Miko, a company that makes toys powered by artificial intelligence, is including an AI on-off switch for its core technology after political pressure and probes of their products.
The new option, which follows public criticism, is a rare adjustment that allows consumers to step back from AI use as companies of all stripes rapidly integrate the technology into their products.
“Miko is putting full control in the hands of the parents and caregivers with an ON/OFF toggle option to enable or disable the conversational AI features of Miko 3 and Miko Mini,” the company announced in a press release on Monday.
Miko toys are moving robots with a touchscreen face, which can play music and games with children and use AI chatbots, called Large Language Models (LLMs), to interact with kids. The company has collaborated with Google, according to a 2024 blog post, to use Google Cloud and Google’s Gemini AI models.
Recently, Miko has come under scrutiny and political pressure, with watchdogs and politicians raising safety concerns about Miko and other AI toy creators.
Last week, Sens. Marsha Blackburn, R-Tenn., and Richard Blumenthal, D-Conn., said they had identified a website where any visitor could download thousands of responses that Miko generated to specific children. It seemingly had been accidentally left available online with no password protections or other guardrails and could be accessed by anyone with an internet connection.
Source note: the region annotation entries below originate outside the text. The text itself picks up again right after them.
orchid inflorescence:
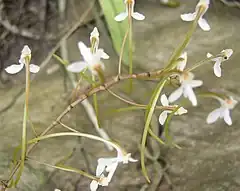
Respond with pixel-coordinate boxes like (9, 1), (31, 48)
(5, 0), (237, 191)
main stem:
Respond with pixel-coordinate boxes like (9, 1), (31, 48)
(128, 4), (133, 92)
(6, 70), (165, 186)
(15, 57), (30, 184)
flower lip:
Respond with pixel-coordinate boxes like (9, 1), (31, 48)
(219, 97), (238, 109)
(221, 49), (233, 60)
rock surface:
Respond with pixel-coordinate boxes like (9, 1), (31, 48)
(0, 0), (240, 191)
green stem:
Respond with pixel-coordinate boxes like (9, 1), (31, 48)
(92, 74), (100, 127)
(15, 57), (30, 185)
(28, 132), (126, 154)
(27, 157), (97, 180)
(141, 77), (167, 183)
(186, 55), (219, 72)
(128, 4), (133, 92)
(118, 28), (129, 76)
(165, 7), (205, 70)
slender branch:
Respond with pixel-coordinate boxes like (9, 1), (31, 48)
(107, 89), (176, 110)
(3, 70), (164, 186)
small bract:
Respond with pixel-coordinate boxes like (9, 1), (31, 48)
(159, 94), (187, 125)
(67, 42), (109, 74)
(181, 0), (211, 31)
(207, 49), (233, 77)
(5, 45), (40, 74)
(207, 97), (237, 125)
(90, 150), (137, 191)
(114, 0), (145, 22)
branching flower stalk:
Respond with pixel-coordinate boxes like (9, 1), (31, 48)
(4, 0), (237, 191)
(127, 0), (133, 92)
(165, 0), (208, 71)
(15, 46), (31, 185)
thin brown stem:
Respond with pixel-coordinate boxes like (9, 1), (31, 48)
(4, 70), (169, 187)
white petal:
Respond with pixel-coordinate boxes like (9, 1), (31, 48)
(98, 157), (118, 166)
(98, 48), (109, 59)
(90, 180), (98, 191)
(90, 27), (99, 40)
(188, 80), (203, 88)
(132, 12), (145, 21)
(213, 59), (222, 77)
(21, 45), (31, 58)
(207, 108), (222, 124)
(168, 86), (183, 103)
(106, 162), (118, 182)
(198, 18), (211, 31)
(5, 64), (24, 74)
(29, 64), (40, 74)
(223, 109), (232, 125)
(177, 52), (187, 71)
(221, 49), (233, 59)
(181, 12), (196, 21)
(184, 85), (197, 106)
(114, 12), (128, 22)
(128, 157), (138, 162)
(96, 163), (106, 177)
(175, 107), (187, 115)
(158, 111), (169, 125)
(67, 62), (88, 73)
(78, 41), (93, 63)
(207, 52), (213, 58)
(161, 94), (169, 106)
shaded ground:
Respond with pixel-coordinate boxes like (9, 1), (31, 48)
(0, 0), (240, 191)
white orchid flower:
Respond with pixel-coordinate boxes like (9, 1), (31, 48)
(207, 97), (237, 125)
(90, 151), (137, 191)
(159, 94), (187, 125)
(90, 175), (109, 191)
(181, 0), (211, 31)
(67, 42), (109, 74)
(168, 72), (203, 106)
(207, 49), (233, 77)
(114, 0), (145, 22)
(177, 52), (187, 71)
(5, 45), (40, 74)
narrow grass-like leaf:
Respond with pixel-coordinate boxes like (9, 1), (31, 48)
(99, 0), (128, 64)
(141, 77), (167, 183)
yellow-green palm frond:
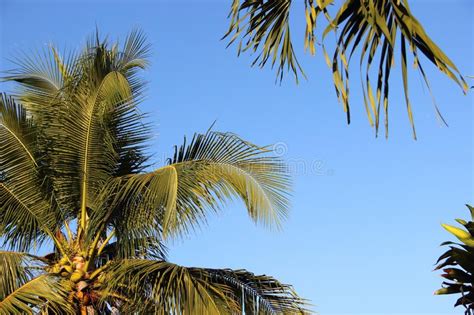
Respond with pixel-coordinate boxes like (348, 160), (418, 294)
(205, 269), (309, 314)
(99, 132), (289, 239)
(103, 259), (234, 315)
(0, 251), (37, 300)
(0, 95), (61, 251)
(0, 274), (75, 315)
(104, 259), (308, 314)
(435, 205), (474, 315)
(224, 0), (304, 80)
(225, 0), (467, 138)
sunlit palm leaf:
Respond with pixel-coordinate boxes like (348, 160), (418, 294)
(0, 275), (74, 315)
(435, 205), (474, 315)
(0, 96), (60, 251)
(206, 269), (308, 314)
(226, 0), (467, 138)
(106, 260), (232, 315)
(100, 132), (289, 239)
(0, 31), (303, 314)
(103, 260), (307, 314)
(0, 251), (32, 300)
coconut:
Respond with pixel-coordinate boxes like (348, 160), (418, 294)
(76, 280), (89, 291)
(61, 266), (73, 273)
(59, 256), (69, 265)
(70, 270), (85, 282)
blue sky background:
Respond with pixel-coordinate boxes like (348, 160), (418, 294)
(0, 0), (474, 314)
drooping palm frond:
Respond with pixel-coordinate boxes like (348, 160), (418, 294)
(104, 259), (234, 315)
(0, 275), (75, 315)
(224, 0), (304, 80)
(206, 269), (308, 314)
(0, 251), (32, 300)
(225, 0), (467, 138)
(0, 32), (304, 315)
(435, 205), (474, 315)
(0, 95), (60, 251)
(98, 132), (289, 239)
(102, 260), (307, 314)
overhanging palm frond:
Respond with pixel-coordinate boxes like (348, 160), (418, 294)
(105, 260), (308, 314)
(224, 0), (304, 81)
(435, 205), (474, 315)
(0, 251), (32, 300)
(0, 275), (74, 315)
(104, 259), (239, 315)
(0, 95), (61, 251)
(225, 0), (467, 138)
(206, 269), (309, 314)
(99, 132), (289, 239)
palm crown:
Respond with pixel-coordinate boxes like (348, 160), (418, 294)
(0, 32), (306, 314)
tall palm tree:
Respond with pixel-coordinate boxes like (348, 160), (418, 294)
(224, 0), (467, 139)
(0, 31), (306, 314)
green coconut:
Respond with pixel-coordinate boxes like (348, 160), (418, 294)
(70, 269), (85, 283)
(59, 256), (69, 265)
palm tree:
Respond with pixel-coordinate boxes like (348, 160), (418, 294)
(435, 205), (474, 315)
(224, 0), (467, 139)
(0, 31), (306, 314)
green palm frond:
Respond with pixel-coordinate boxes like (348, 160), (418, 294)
(105, 259), (231, 315)
(0, 95), (60, 251)
(98, 132), (289, 239)
(224, 0), (304, 81)
(106, 260), (307, 314)
(435, 205), (474, 315)
(206, 269), (309, 314)
(225, 0), (467, 139)
(0, 251), (33, 300)
(0, 31), (304, 315)
(0, 275), (74, 315)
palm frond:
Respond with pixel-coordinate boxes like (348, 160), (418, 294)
(105, 260), (239, 314)
(435, 205), (474, 315)
(100, 132), (289, 239)
(0, 95), (61, 251)
(224, 0), (304, 80)
(0, 251), (32, 300)
(206, 269), (309, 314)
(104, 260), (308, 314)
(225, 0), (467, 139)
(0, 275), (74, 315)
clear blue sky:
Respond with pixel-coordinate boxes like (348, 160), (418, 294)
(0, 0), (474, 314)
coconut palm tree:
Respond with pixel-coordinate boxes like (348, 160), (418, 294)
(435, 205), (474, 315)
(0, 31), (306, 314)
(224, 0), (467, 139)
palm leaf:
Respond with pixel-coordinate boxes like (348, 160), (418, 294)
(0, 275), (74, 315)
(105, 260), (307, 314)
(0, 95), (60, 251)
(98, 132), (289, 239)
(224, 0), (467, 139)
(206, 269), (308, 314)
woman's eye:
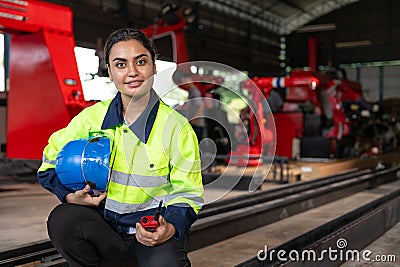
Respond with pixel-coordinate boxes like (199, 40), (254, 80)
(136, 59), (146, 65)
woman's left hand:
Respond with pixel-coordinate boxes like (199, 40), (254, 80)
(136, 215), (175, 247)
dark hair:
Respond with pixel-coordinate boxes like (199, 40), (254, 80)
(104, 28), (156, 65)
NBC News listened to some of the recordings, including ones that appeared to be from extended conversations where the LLM addressed a child repeatedly by name and asked them questions like how they felt and what music they were listening to. The site became inaccessible last week.
Miko CEO Sneh Vaswani said in an emailed statement to NBC News at the time that the company had not leaked users’ data and does not store children’s voice recordings but did not comment directly on the recordings that appeared to be responses to the children.
Blackburn responded to the news of the AI off switch in a statement, saying, “These new parental controls are an eleventh-hour attempt to save face following the cybersecurity breach that came to light just last week where the company exposed sensitive data involving children to the public. Parents should think twice before buying this toy for their children regardless of the latest press release.”
Ritvik Sharma, senior VP of Growth at Miko, declined to respond directly to Blackburn but said that the new feature “had been in the works for a while” and that the audio responses that were posted online “had nothing to do with us making that announcement.”
AI toys, as well as the chatbots that power them, are largely unregulated in the U.S. The popularity of toys has surged recently as the technology becomes more widespread and popular.
Toymakers generally implement safeguards to prevent them from saying inappropriate things to children. But all LLMs are susceptible to “jailbreaks,” or phrases that can convince a chatbot to ignore its developers’ instructions.
In December, an NBC News investigation found that some of the AI toys most widely marketed toward Americans could be prompted in some contexts to say things that parents would likely find worrisome or objectionable, including descriptions of sexual activity or descriptions of geopolitics that closely aligned with the Chinese Communist Party.
The AI toy market is booming, particularly in China. MIT Technology Review reported last year that the company has more than 1,500 registered AI toy companies.